Sir Q nodded slowly.
Next, he casually mentioned his new posters. Miss Baah looked nervous. She said ‘Hm’ and scratched her knee, and asked why he had done it. He said he hoped it would inspire the children. She said ‘Hm’ again and fell into thought for a bit.
‘We have some, you see’, she finally said. ‘Plenty posters. We had them in every class. But they are faded now. And now if you… You see, what do I tell the other teachers?’
Sir Q wasn’t sure he understood.
‘Some of your colleagues are concerned by your attitude. Already they say your children have a nickname for you?’
‘Oh that’, Sir Q rushed to explain. ‘You see-‘
‘I have heard the story. But what if they start calling Sir Frank ‘Sir V’? Or what if they call me ‘Miss B’?’ She shuddered at the thought. ‘And now, you have gone and bought posters. You think children don’t observe these things? It can cause problems for other classes.’
‘I never meant to –‘
‘I know you didn’t. That’s why I am telling you, Mr Quarshiga.’ She reached forward and gently patted the table as though it was his arm. ‘You told me you used to teach nursery in your uncle’s school?’
‘I have been trained for Upper Primary.’
She waved off the training with a knowing smile. ‘You need to understand how to control children. You need to watch and learn. I wish I could have started you with Class Two. They are still quite nice in Class Two.’
Sir Q thought longingly of Class Two.
‘You just be careful. It’s just one term, after all. Then we’ll see what we can do.’
And with that, Miss Baah turned her attention back to her many foolscap notebooks. Sir Q nodded gratefully and backed out of the office.
When the children said Oray-vwa to May-sway, it was time for Social Studies. Nothing of note happens in Social Studies. The teacher just struggles bravely to instil a consciousness of civic duty and social responsibility, while the children struggle bravely to stay awake. Sir Q received Jessica’s prim answers with a mixture of sympathy and gratitude.

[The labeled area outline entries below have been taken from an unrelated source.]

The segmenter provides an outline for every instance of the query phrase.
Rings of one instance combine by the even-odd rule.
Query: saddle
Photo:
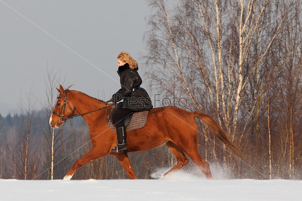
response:
[[[111,130],[116,131],[116,127],[111,121],[110,115],[113,110],[110,110],[109,113],[106,118],[107,124],[108,127]],[[138,129],[143,127],[147,122],[147,116],[148,116],[148,111],[136,112],[133,113],[123,120],[124,122],[124,127],[126,128],[126,131],[131,131],[134,129]]]

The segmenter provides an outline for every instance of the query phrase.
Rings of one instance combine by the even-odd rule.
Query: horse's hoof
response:
[[[63,178],[63,180],[70,180],[71,179],[71,177],[72,177],[72,175],[66,175],[64,177],[64,178]]]

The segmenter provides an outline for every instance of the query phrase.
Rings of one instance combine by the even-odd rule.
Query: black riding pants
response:
[[[116,128],[124,126],[123,120],[129,115],[134,112],[134,111],[131,110],[123,108],[121,106],[121,104],[118,104],[117,108],[111,112],[111,121]]]

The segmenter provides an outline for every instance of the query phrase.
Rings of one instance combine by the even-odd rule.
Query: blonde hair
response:
[[[127,52],[122,52],[117,56],[117,58],[121,61],[129,64],[130,68],[133,69],[138,66],[137,62],[133,59],[131,55]]]

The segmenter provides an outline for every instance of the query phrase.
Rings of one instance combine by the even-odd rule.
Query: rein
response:
[[[112,104],[111,104],[110,105],[108,106],[107,105],[107,104],[109,102],[111,102],[111,100],[108,100],[108,101],[106,101],[106,102],[105,102],[105,104],[106,104],[106,106],[104,107],[101,108],[99,108],[98,109],[95,110],[94,111],[90,111],[90,112],[88,112],[87,113],[83,113],[83,114],[74,114],[74,111],[73,111],[72,110],[72,109],[71,109],[71,107],[70,107],[70,106],[69,104],[69,103],[68,102],[68,100],[67,100],[67,90],[66,90],[65,91],[65,97],[64,97],[64,96],[58,96],[58,97],[57,97],[57,99],[59,99],[59,98],[64,98],[64,103],[63,104],[63,106],[62,107],[62,108],[61,109],[61,110],[60,111],[59,114],[57,114],[57,113],[55,113],[54,112],[54,110],[53,111],[52,111],[52,114],[53,114],[56,115],[57,116],[59,117],[60,118],[60,119],[59,119],[58,121],[60,122],[61,122],[61,123],[65,122],[66,122],[66,121],[67,121],[67,120],[69,119],[72,119],[73,117],[79,117],[79,116],[82,116],[83,115],[87,115],[87,114],[89,114],[89,113],[94,113],[95,112],[98,111],[99,110],[103,110],[103,109],[106,109],[106,114],[107,114],[107,108],[108,108],[108,107],[112,106]],[[70,110],[72,112],[72,115],[71,115],[71,117],[67,117],[67,118],[65,118],[65,117],[64,117],[64,115],[65,114],[65,109],[66,109],[66,103],[68,105],[68,106],[69,106],[69,109],[70,109]],[[62,116],[60,116],[61,114],[62,114]]]

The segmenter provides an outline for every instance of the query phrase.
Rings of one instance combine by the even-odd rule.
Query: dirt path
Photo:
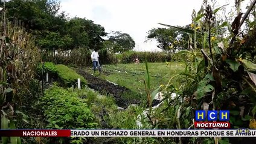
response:
[[[87,80],[88,85],[90,88],[99,91],[103,95],[110,94],[113,95],[118,107],[126,109],[130,104],[140,103],[140,101],[136,100],[128,101],[122,98],[122,94],[131,92],[130,89],[120,85],[115,85],[105,80],[87,73],[81,69],[75,68],[75,70]]]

He vowed to love this brave little girl.
The children were called from sleep by the wonderful sound of the Second Break bell. They leaped outside, desperate for some real action before Religious and Moral Education. Alas, Sir Q hoped for some action during RME. It was not to be. The demonstration of Islamic prayer, the legend of Okomfo Anokye, the legend of King Agorkoli- Sir Justice had gotten all the good bits already. He was left with the hopeless pit of tribal naming ceremonies to run through, and actually sighed in relief when it was time to sing ‘Now The Day Is Oh-oh-ver’. Sir Q said goodbye to his pupils and stayed behind to remove his posters.
He left the ‘Flag of Ghana (with National Anthem)’ though. Only a traitor would remove the flag.
Sir Q’s sudden transformation into a model teacher was not lost on the children. Two weeks into his tenure, Junior reported to Class 5A that he had seen Sir Q talking with Sir Frank after school the previous day. The significance of this wasn’t lost on anyone. A few brave ones directed accusing glares at Jessica. She merely sniffed and pranced away. It was easy for her. She would never know if their teacher grew wise in the ways of the cane.
He did not.
Children have their theories about teachers who exhibit special prowess with the rod of correction. Some teachers are believed to soak their canes in various liquids to enhance their power- water, pepper and alcohol, among others. Some make their canes themselves apparently. After all, what does a teacher do when he goes home? It makes perfect sense that they would have sophisticated carpenter sheds dedicated to the perfection of torture.
Junior was an expert in this matter. He nursed a dream of becoming a teacher himself, and he was diligently developing his own technique. Once, he tried to make a cane, but the wood didn’t coöperate; so he made do with store-made ones, which he walked around twirling. Or at least he did, until the day a teacher spotted him and borrowed his cane for the cruel treatment of a JSS 1 boy’s bottom. Naturally, after school, the favour was amply returned. Junior limped home in a thoughtful mood; he had discovered the wisdom of leaving certain lights under the bushel.